POMPANO ROOFING CO., INC., Appellant,
v.
Freddie O'NEAL, Appellee.

No. AC-101.

District Court of Appeal of Florida, First District.

March 8, 1982.

*972 Walter E. Beisler, Beisler & Wells, West Palm Beach, for appellant.

Emil Jaczynski, Fort Lauderdale, for appellee.

WENTWORTH, Judge.

Employer/carrier appeals a workers' compensation order which we affirm except as to the award of wage loss benefits subsequent to the determined date of maximum medical improvement. No claim was made for such benefits and claimant's attorney expressly conceded that "permanency" was not at issue. The deputy in the circumstances of this case may not rule on issues which are beyond the agreed scope of the hearing, and it was therefore error to order payment of wage loss benefits subsequent to the date of maximum medical improvement. Cf., Bordo Citrus Products v. Varnadore, IRC Order 2-3541 (Sept. 20, 1978), cert. denied, 372 So. 2d 466 (Fla. 1979).
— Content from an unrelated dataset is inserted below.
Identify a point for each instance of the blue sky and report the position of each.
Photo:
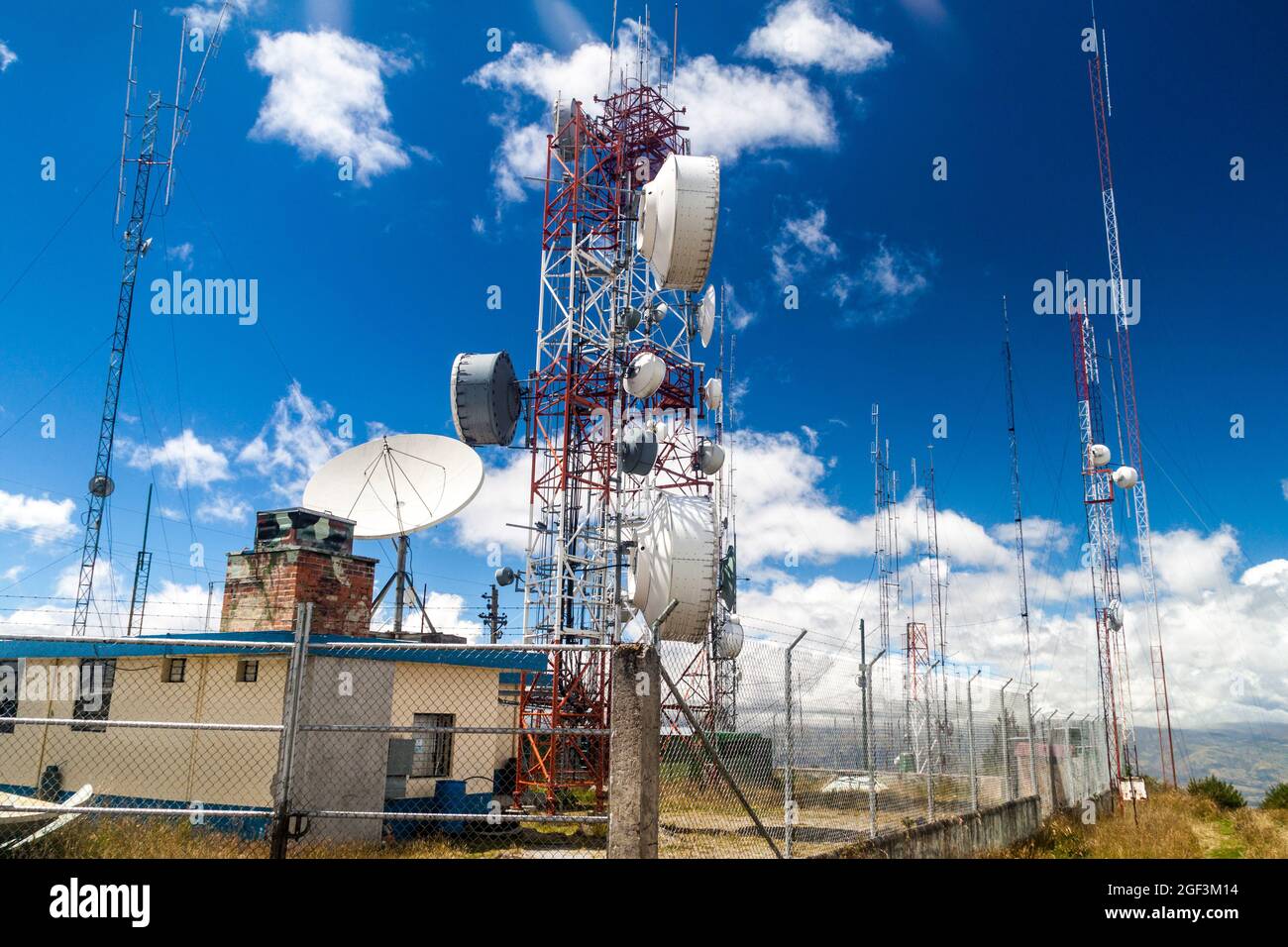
(369, 287)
Employer/carrier also contends that the deputy erred by "deeming," in accordance with ยง 440.15(4)(b), Florida Statutes (1979), minimum wage as the amount claimant was able to earn during his period of temporary partial disability. Section 440.15(4)(b) was properly invoked, in the circumstances of this case, upon the deputy's determination that claimant failed to conduct an adequate work search or otherwise sufficiently attempt to return to work. Cf., Leffler v. Grand Union Co., 409 So. 2d 1145 (Fla. 1st DCA 1982). Employment market conditions are generally not cognizable by judicial notice, see United States Sugar Corporation v. Hayes, 407 So. 2d 1079, (Fla. 1st DCA 1982), and the record in the present case lacks an evidentiary predicate for the deputy's minimum wage finding. However, the record also lacks any evidentiary predicate which would support a conclusion that claimant was capable of securing more remunerative employment. We conclude from the provisions of the cited statute that the burden of proof in this regard must be carried by employer/carrier. Having failed to satisfy this burden in the present case, employer/carrier has failed to demonstrate error in the deputy's finding that claimant was able to secure minimum wage, rather than more remunerative, employment. Claimant has not cross-appealed this finding.

The order appealed is amended so as to delete the language ordering payment of wage loss benefits subsequent to the date of maximum medical improvement, and the order is hereby affirmed as amended.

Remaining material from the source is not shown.